Quando mudei de cidade no início do ano de 2020, saindo de uma delegacia descentralizada no interior para uma superintendência na capital, assim que cheguei já fui trabalhar no aeroporto da cidade, no setor de imigração. Nesse setor, a principal atividade, é atender os voos internacionais que chegam e que saem, fazendo a imigração de centenas de passageiros todo dia. O regime de trabalho é 24/72h, ou seja, trabalha 24h e folga 72h.
Mas, além de fazer a imigração, nós também atendemos aos chamados das companhias aéreas e dos funcionários do aeroporto para problemas com passageiros de voos domésticos que já estão do lado AR. O lado AR é aquela parte restrita do aeroporto, onde só podem entrar funcionários credenciados e passageiros que passaram pelo Raio X e detector de metais, o que inclui a sala de embarque dos passageiros.
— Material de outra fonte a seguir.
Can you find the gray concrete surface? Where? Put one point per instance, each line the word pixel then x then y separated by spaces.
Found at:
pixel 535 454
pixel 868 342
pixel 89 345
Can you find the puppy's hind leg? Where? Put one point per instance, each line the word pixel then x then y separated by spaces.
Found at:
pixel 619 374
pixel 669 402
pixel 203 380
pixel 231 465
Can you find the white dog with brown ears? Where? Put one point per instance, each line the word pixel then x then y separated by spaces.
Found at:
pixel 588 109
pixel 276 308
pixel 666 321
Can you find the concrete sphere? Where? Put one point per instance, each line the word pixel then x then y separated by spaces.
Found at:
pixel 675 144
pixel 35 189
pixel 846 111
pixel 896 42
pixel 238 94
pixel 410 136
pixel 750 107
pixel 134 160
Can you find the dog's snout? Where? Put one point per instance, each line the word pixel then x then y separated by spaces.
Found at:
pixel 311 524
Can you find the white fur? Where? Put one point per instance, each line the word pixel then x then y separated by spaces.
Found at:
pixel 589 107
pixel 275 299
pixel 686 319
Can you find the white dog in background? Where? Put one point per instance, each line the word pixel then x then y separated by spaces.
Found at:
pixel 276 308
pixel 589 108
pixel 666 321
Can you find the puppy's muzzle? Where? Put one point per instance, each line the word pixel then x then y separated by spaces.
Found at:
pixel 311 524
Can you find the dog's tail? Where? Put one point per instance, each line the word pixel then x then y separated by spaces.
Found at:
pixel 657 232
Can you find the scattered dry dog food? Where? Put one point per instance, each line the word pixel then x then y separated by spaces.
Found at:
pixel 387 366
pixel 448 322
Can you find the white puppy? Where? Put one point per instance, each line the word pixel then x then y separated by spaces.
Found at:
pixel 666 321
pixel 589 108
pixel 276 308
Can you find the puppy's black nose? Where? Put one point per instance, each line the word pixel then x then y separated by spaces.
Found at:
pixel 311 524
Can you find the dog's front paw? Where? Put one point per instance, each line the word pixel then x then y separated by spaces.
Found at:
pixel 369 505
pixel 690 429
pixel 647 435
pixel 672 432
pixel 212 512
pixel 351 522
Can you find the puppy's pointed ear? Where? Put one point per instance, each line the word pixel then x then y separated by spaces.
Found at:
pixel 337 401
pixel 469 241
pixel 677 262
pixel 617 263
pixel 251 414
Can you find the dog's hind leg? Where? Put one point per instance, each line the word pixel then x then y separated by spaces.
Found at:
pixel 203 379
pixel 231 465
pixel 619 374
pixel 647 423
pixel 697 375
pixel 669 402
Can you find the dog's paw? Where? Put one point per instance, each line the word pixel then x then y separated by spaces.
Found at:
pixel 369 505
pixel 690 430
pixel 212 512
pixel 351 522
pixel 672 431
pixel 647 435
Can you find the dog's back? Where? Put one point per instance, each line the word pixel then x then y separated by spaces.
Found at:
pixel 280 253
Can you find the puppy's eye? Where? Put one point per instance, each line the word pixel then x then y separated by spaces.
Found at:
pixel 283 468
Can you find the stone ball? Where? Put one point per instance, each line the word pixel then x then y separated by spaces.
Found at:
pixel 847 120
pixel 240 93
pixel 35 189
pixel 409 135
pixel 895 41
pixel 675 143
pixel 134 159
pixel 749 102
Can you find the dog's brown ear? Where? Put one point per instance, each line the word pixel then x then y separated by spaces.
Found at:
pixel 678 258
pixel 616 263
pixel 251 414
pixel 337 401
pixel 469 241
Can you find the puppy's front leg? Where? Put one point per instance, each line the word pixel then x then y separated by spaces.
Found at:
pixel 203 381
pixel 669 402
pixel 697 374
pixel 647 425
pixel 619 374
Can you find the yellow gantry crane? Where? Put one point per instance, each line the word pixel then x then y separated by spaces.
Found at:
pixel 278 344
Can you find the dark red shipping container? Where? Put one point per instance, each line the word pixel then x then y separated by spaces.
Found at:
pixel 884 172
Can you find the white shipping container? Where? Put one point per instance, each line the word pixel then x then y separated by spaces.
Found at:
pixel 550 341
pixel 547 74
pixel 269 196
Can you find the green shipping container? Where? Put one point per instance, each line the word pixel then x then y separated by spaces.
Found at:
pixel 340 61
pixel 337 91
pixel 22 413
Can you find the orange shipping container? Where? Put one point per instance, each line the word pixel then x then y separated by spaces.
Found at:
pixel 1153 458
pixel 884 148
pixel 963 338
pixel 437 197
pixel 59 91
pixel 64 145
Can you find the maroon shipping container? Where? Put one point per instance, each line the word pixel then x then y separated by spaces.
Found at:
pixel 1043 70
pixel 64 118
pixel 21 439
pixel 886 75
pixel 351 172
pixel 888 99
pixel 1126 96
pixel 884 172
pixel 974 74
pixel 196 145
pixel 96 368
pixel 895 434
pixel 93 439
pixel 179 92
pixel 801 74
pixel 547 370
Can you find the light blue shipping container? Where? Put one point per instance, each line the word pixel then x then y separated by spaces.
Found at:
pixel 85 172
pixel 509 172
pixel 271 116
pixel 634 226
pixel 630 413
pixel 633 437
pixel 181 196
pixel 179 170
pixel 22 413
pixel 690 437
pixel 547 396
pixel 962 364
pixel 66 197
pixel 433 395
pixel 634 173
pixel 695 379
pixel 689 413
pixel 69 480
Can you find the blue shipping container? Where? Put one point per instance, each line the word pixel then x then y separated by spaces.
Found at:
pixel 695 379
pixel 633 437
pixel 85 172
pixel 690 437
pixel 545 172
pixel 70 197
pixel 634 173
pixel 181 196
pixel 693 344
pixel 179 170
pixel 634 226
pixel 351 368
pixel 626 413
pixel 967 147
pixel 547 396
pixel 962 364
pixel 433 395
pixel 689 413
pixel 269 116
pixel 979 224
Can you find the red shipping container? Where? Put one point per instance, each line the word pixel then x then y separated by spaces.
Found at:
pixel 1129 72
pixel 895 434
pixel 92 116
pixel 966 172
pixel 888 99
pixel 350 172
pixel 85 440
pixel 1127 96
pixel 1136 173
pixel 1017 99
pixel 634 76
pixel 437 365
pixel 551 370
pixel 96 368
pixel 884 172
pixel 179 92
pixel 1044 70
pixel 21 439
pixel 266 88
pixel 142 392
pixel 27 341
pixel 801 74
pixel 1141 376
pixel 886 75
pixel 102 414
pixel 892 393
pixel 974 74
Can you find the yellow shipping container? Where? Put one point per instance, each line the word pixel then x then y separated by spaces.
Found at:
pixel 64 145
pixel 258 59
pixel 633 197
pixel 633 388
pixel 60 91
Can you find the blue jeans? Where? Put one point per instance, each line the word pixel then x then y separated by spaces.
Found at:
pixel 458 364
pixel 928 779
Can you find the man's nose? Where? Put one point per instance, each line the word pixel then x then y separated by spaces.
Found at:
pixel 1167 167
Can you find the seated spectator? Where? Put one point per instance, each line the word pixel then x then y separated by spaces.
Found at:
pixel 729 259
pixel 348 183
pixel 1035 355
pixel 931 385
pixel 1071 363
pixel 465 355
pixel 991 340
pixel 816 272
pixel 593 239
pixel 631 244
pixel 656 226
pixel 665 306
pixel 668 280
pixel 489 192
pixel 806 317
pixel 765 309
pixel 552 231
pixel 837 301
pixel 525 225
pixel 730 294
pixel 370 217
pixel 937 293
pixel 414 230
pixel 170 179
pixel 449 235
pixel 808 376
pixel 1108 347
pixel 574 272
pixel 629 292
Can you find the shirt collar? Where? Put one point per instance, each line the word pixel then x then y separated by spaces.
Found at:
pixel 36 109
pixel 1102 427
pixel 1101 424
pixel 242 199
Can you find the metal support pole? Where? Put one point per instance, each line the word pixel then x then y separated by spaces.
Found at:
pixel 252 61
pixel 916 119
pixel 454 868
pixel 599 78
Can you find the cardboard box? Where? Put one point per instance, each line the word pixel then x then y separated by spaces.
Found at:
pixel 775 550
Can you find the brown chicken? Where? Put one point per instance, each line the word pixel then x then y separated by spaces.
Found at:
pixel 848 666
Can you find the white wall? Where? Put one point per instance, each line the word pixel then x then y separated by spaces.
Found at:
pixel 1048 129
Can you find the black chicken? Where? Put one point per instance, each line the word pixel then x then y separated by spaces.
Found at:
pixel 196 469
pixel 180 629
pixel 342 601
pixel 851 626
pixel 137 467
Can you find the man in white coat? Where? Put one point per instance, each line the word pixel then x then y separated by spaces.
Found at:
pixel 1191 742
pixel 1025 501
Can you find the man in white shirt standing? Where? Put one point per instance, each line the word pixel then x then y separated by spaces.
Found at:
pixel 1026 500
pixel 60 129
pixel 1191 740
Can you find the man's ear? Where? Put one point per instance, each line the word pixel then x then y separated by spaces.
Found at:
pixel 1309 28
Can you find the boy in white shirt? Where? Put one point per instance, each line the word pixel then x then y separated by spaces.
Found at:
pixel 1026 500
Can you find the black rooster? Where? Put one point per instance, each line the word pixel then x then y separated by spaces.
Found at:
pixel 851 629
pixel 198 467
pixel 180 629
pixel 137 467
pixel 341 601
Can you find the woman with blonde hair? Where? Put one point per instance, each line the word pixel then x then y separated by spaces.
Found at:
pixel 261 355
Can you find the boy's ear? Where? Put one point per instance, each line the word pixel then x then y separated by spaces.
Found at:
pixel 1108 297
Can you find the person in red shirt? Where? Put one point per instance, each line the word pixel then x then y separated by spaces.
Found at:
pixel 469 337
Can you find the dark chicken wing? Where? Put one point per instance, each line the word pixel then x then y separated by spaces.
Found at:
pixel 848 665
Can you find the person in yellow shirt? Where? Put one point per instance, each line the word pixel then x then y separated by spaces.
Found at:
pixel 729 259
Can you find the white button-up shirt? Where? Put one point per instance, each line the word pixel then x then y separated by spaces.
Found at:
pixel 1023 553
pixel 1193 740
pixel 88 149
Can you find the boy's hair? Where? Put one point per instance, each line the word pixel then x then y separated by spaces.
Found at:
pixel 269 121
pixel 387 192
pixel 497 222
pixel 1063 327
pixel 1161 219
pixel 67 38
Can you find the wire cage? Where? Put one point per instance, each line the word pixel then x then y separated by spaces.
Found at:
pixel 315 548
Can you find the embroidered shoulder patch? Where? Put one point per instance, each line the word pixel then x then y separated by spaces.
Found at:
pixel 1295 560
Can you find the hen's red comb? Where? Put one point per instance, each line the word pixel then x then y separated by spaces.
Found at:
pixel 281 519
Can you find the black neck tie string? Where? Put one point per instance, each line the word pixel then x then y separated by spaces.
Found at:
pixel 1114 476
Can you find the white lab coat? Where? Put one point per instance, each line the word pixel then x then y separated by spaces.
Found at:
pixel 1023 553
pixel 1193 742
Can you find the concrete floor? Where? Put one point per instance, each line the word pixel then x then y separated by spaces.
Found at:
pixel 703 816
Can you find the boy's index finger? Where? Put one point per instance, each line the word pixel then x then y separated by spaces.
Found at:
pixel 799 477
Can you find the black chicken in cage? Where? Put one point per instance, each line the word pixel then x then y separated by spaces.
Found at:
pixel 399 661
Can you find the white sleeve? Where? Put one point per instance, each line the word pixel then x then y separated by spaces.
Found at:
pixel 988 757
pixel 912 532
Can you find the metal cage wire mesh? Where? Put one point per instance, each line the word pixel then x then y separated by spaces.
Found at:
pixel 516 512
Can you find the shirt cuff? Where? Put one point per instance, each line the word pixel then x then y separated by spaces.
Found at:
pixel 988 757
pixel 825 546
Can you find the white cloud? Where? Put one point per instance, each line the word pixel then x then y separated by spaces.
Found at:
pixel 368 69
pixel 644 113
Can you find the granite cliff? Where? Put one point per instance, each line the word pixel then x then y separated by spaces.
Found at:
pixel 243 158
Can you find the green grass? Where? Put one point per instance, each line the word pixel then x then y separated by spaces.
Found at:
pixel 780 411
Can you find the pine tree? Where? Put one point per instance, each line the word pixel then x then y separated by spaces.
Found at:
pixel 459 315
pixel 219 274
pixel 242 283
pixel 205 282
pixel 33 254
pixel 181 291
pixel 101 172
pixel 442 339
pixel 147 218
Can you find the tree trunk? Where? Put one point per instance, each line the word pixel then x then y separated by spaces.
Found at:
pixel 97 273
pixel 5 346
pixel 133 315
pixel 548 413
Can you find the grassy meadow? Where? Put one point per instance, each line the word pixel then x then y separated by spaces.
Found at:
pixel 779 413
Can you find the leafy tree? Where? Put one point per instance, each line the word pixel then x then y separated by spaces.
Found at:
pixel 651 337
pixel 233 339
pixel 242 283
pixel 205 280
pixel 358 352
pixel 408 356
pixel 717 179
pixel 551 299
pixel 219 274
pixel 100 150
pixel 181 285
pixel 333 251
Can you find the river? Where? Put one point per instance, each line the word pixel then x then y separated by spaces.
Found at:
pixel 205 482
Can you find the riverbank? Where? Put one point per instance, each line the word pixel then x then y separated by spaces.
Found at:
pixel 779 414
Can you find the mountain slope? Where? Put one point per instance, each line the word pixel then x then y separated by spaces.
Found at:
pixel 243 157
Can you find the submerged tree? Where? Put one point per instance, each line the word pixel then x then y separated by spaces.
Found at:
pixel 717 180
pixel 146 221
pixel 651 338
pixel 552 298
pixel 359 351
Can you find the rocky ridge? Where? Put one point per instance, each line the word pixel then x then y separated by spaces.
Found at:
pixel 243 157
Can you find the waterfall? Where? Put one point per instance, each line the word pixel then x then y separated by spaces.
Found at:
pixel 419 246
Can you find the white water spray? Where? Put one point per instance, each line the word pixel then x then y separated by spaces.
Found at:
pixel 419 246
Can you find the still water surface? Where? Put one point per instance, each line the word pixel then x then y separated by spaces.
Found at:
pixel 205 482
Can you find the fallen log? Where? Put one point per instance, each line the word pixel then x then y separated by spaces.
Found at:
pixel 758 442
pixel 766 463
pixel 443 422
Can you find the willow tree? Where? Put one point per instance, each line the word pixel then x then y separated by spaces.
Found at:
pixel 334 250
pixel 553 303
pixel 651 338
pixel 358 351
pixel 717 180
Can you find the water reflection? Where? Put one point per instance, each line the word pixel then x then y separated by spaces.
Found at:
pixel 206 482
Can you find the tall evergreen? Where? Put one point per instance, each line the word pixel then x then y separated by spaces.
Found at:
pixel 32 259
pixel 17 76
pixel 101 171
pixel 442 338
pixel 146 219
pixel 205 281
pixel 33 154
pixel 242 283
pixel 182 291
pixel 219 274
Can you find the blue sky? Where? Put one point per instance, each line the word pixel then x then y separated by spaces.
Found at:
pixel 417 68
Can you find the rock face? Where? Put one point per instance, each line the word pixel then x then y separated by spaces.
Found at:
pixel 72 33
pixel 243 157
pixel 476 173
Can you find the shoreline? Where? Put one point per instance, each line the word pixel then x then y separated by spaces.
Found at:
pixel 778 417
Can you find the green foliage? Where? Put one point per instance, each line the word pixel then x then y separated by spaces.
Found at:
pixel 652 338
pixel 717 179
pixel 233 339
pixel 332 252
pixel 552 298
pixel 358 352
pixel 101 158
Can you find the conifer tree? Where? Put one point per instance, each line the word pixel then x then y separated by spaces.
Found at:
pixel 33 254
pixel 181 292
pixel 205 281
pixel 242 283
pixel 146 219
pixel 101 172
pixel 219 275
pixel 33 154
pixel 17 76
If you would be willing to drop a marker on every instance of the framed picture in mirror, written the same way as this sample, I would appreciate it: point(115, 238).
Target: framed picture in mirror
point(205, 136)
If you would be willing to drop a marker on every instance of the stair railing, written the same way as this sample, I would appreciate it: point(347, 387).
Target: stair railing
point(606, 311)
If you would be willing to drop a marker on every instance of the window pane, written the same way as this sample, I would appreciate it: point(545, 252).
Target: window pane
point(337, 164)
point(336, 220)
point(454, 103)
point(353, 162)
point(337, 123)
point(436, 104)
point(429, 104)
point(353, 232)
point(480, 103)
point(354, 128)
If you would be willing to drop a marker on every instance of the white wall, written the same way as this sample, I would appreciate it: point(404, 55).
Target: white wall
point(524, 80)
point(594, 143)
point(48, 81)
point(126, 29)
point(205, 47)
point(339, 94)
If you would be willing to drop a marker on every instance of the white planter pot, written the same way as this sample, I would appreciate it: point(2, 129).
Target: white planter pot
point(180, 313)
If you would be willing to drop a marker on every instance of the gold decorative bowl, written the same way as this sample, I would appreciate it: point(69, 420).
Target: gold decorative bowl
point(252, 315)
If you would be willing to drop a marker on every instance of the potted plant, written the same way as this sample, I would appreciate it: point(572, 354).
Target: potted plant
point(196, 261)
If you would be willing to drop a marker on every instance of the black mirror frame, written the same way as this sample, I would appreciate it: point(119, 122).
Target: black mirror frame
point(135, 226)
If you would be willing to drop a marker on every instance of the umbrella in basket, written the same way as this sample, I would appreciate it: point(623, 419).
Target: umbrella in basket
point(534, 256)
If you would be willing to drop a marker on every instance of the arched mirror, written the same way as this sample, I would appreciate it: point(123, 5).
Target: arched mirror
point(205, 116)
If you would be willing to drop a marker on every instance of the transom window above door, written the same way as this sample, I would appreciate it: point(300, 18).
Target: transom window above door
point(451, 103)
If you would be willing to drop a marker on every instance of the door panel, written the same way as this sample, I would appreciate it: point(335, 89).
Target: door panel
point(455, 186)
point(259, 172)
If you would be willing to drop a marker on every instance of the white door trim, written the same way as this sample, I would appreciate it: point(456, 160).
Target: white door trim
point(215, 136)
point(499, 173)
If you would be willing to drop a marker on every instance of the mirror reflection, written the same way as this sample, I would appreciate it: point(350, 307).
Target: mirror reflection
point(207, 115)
Fiquei por cinco meses trabalhando no aeroporto e ganhando muita experiência. Mas todos que acompanham o blog aqui sabem que é muito comum eu me dar mal. E nada melhor do que você se dar mal para ganhar mais experiência ainda. E foi a minha falta de experiência que me fez cometer o erro que contarei para vocês abaixo:
Estava eu na salinha da PF, aproveitando para descansar num horário sem voos internacionais, quando tocou o telefone. Era um APAC (Agente de Proteção da Aviação Civil) - são aquelas pessoas que ficam normalmente no raio x dos aeroportos - me avisando que tinha uma mala suspeita no Raio X. Foi a primeira vez que me chamaram por esse motivo. Foi logo no primeiro mês de trabalho.
Como eu vinha de um interior que pegar droga no aeroporto era coisa rara, achei que não seria nada de mais. Fui ao Raio X e pedi para passarem a mala novamente. A imagem da máquina mostrava muitos tabletes de algo que parecia ser orgânico. Mas é muito comum, aqui na região norte, você abrir uma mala dessas e estar cheia de farinha, por exemplo. A farinha daqui é uma das melhores, e o pessoal leva para todos os cantos do Brasil. Achei que poderia ser isso.
E quem é policial sabe, você jamais abre a mala do passageiro sem estar na presença dele. Isso para não existir nenhuma dúvida de que alguém que não seja o próprio passageiro possa ter colocado algo dentro. Então mandei chamá-lo pelo rádio, na frequência da companhia aérea, para que ele fosse lá comigo. Dessa forma poderíamos abrir sua mala em sua presença. E fiquei aguardando, e esse foi meu erro. Mas fiz isso por não acreditar que poderia ser entorpecentes mesmo. Coisa de novato num aeroporto de grande porte.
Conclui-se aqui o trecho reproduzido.